Have you ever wondered what causes clinical depression? Perhaps you have been diagnosed with major depression, and that's made you question why some people get depressed while others don't.
Depression is an extremely complex disease. It occurs for a variety of reasons. Some people experience depression during a serious medical illness. Others may have depression with life changes such as a move or the death of a loved one. Still others have a family history of depression. Those who do may experience depression and feel overwhelmed with sadness and loneliness for no known reason.

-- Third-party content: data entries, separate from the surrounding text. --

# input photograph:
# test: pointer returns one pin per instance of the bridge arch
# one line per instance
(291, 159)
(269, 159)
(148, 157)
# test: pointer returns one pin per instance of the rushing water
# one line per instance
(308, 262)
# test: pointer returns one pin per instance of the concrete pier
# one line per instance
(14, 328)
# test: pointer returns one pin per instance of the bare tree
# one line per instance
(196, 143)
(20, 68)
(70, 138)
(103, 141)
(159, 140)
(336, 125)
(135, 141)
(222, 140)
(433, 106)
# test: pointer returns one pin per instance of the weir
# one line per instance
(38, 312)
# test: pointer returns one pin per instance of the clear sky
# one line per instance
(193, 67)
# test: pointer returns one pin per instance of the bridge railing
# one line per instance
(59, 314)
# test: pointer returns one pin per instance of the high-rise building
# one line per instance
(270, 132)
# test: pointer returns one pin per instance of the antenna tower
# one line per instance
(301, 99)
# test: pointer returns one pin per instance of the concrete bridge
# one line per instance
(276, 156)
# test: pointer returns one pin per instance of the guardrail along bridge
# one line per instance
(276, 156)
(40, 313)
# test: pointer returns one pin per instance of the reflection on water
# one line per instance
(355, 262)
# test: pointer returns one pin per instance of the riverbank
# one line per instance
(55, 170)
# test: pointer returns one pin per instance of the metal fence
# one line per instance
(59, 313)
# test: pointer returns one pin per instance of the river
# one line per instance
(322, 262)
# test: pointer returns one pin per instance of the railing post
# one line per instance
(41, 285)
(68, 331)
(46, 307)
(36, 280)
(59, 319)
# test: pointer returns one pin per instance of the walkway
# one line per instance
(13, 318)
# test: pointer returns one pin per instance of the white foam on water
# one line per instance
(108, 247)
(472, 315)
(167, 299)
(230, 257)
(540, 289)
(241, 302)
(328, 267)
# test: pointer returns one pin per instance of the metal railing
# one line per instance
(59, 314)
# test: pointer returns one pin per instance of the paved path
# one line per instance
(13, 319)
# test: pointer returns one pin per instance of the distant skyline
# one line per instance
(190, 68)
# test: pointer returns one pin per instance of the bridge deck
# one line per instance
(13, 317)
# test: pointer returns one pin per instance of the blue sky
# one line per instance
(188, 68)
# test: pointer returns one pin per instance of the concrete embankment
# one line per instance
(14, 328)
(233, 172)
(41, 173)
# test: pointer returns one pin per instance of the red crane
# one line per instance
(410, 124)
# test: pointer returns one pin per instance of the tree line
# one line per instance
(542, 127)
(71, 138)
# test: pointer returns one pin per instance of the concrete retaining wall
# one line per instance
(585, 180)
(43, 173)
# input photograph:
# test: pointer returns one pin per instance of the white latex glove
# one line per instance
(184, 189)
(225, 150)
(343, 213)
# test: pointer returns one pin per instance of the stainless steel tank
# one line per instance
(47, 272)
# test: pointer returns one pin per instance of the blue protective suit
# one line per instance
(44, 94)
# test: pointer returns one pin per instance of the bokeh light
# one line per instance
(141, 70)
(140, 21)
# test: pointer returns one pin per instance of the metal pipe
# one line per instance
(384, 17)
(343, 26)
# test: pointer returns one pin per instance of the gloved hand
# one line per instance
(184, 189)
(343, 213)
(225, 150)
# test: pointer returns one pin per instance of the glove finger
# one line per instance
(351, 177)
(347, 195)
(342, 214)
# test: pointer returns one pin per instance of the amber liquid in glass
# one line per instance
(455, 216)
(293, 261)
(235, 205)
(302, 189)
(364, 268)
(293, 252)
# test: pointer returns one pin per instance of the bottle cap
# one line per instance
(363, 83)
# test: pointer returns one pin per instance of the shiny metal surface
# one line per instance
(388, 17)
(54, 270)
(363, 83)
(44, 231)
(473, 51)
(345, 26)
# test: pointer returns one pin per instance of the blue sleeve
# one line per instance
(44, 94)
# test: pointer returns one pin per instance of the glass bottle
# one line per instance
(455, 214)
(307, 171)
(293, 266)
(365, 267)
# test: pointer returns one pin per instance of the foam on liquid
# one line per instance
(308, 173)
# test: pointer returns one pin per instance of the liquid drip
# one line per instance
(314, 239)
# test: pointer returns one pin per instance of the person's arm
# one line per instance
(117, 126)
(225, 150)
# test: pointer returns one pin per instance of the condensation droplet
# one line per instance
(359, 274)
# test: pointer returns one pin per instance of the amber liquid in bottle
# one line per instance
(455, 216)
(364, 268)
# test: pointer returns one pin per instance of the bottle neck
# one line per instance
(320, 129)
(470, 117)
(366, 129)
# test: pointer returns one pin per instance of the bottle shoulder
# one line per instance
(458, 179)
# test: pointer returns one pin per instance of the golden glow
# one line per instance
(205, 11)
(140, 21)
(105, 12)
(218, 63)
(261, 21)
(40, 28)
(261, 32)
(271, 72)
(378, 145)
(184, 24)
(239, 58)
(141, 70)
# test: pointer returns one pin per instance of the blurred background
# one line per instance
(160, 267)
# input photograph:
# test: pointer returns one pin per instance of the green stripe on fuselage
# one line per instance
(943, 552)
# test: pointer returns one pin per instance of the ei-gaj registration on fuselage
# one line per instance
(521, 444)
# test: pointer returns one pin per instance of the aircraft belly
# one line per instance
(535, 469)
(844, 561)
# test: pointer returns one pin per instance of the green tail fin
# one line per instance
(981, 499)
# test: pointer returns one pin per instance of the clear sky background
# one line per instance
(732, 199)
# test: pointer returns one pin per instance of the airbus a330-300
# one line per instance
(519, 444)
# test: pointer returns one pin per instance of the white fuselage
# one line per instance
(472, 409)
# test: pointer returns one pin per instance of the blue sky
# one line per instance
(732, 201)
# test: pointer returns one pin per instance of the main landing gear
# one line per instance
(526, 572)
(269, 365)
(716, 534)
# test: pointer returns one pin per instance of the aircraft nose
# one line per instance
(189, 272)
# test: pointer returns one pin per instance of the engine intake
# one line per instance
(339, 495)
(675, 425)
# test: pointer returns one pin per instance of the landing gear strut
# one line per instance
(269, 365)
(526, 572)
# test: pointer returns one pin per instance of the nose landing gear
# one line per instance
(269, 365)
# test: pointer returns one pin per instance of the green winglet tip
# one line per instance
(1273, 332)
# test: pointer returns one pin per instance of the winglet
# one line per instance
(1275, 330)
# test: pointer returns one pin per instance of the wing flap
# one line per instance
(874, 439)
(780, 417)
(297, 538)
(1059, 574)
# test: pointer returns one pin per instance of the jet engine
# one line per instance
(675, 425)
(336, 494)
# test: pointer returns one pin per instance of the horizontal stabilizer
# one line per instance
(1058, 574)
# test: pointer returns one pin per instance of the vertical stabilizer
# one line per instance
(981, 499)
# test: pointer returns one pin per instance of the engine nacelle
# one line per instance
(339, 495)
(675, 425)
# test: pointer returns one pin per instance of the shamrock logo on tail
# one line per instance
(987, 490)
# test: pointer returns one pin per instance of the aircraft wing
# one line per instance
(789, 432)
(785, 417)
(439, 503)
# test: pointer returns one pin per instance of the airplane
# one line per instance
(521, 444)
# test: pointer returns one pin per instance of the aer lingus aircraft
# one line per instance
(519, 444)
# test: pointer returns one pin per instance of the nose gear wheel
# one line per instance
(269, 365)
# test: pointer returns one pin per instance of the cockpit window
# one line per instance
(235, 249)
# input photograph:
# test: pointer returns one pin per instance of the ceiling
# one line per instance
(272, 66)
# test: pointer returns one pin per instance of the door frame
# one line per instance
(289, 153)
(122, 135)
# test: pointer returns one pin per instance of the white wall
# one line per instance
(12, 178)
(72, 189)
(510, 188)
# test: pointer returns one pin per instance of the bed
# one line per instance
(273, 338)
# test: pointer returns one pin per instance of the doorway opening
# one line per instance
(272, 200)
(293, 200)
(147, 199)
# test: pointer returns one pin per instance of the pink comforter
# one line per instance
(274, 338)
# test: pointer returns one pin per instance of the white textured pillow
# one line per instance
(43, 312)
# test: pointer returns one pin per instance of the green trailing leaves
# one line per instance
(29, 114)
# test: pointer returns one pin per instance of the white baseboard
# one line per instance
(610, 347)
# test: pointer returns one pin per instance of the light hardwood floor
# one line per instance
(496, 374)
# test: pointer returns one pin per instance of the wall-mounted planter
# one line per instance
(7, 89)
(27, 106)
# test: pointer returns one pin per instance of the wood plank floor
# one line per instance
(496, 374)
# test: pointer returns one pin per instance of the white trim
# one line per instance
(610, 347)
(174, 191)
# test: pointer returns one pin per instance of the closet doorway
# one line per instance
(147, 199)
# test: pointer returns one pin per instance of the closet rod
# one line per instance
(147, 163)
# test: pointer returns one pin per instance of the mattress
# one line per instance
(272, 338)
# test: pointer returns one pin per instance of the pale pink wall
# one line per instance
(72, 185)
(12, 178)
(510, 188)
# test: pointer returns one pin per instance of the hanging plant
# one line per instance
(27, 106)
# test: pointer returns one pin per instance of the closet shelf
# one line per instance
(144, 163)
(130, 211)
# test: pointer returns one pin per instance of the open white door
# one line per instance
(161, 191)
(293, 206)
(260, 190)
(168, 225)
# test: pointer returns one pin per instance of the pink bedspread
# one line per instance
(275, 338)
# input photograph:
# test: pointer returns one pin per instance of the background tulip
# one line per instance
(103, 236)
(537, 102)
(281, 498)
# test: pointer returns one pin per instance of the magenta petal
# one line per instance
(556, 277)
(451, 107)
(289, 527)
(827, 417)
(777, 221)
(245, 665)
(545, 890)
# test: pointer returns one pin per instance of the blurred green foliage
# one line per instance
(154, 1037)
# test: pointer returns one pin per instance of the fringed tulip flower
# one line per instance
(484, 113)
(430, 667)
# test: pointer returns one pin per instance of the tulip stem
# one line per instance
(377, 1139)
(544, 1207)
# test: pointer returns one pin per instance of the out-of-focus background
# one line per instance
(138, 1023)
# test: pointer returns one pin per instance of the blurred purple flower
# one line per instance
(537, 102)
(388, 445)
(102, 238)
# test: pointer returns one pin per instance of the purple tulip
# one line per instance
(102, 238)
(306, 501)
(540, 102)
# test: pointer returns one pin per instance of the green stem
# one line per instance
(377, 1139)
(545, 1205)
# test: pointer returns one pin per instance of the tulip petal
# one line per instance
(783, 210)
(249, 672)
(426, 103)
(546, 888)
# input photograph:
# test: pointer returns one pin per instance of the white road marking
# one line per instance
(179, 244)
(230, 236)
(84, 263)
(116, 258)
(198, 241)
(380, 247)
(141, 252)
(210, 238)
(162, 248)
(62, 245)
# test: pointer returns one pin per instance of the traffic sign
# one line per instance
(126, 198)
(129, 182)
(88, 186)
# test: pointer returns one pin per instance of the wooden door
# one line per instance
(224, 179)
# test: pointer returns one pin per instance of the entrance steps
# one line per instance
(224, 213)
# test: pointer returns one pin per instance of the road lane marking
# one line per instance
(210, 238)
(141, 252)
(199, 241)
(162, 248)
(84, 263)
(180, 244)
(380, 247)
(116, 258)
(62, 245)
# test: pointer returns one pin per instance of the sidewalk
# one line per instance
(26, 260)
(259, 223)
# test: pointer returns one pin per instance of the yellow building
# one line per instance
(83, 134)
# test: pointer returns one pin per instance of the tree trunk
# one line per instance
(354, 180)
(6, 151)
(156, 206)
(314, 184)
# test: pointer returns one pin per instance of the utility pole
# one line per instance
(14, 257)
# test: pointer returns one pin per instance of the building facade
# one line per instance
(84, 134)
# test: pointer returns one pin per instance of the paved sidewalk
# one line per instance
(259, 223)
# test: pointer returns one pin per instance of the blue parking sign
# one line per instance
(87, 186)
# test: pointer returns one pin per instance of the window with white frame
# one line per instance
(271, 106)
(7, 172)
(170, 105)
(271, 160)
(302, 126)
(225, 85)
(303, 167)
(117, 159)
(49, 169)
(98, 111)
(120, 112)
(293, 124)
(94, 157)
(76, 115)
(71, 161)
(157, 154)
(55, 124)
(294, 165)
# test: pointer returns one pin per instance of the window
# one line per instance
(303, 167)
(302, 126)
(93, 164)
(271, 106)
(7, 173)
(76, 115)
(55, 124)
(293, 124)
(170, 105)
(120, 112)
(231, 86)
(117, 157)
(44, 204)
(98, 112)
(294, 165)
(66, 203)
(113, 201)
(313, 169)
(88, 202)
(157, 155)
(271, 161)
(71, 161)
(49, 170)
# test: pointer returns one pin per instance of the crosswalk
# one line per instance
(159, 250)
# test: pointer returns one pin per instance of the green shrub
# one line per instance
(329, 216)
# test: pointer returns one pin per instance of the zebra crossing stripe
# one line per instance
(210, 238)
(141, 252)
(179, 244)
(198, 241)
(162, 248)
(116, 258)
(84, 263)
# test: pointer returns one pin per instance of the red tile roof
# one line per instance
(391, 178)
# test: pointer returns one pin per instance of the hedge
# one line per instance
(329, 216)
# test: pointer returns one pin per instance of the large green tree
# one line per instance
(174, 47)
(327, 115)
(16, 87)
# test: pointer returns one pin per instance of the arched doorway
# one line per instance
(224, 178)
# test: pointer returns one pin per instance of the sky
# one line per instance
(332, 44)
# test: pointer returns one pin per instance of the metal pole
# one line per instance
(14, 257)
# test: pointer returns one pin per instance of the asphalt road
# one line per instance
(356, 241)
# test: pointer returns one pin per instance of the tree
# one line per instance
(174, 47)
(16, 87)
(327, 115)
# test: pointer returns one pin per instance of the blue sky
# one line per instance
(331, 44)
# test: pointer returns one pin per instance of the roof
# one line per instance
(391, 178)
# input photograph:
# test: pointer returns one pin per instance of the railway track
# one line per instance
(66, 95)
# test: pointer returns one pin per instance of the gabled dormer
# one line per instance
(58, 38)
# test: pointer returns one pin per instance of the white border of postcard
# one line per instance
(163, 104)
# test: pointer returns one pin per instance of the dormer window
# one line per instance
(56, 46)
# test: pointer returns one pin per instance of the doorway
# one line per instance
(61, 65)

You Don't Have to Live With Depression
Understand the symptoms of depression, from sadness to hopelessness to
There are a number of factors that may increase the chance of depression, including the following:
Abuse. Past physical, sexual, or emotional abuse can cause depression later in life.
Certain medications. For example, some drugs used to treat high blood pressure, such as beta-blockers or reserpine, can increase your risk of depression.
Conflict. Depression may result from personal conflicts or disputes with family members or friends.
Death or a loss. Sadness or grief from the death or loss of a loved one, though natural, can also increase the risk of depression.
Genetics. A family history of depression may increase the risk. It's thought that depression is passed genetically from one generation to the next. The exact way this happens, though, is not known.
Major events. Even good events such as starting a new job, graduating, or getting married can lead to depression. So can moving, losing a job or income, getting divorced, or retiring.
Other personal problems. Problems such as social isolation due to other mental illnesses or being cast out of a family or social group can lead to depression.
Serious illnesses. Sometimes depression co-exists with a major illness or is a reaction to the illness.
Substance abuse. Nearly 30% of people with substance abuse problems also have major or clinical depression.
How Is Biology Related to Depression?
Researchers have noted differences in the brains of people who are depressed as compared to people who are not. For instance, the hippocampus, a small part of the brain that is vital to the storage of memories, appears to be smaller in people with a history of depression than in those who've never been depressed. A smaller hippocampus has fewer serotonin receptors. Serotonin is a calming brain chemical known as a neurotransmitter that allows communication between nerves in the brain and the body. It's also thought that the neurotransmitter norepinephrine may be involved in depression.
Scientists do not know why the hippocampus is smaller in those with depression. Some researchers have found that the stress hormone cortisol is produced in excess in depressed people. These investigators believe that cortisol has a toxic or poisonous effect on the hippocampus. Some experts theorize that depressed people are simply born with a smaller hippocampus and are therefore inclined to suffer from depression.
One thing is certain -- depression is a complex illness with many contributing factors. The latest scans and studies of brain chemistry that show the effects of antidepressants help broaden our understanding of the biochemical processes involved in depression. As scientists gain a better understanding of the cause(s) of depression, health professionals will be able to make better "tailored" diagnoses and, in turn, prescribe more effective treatment plans.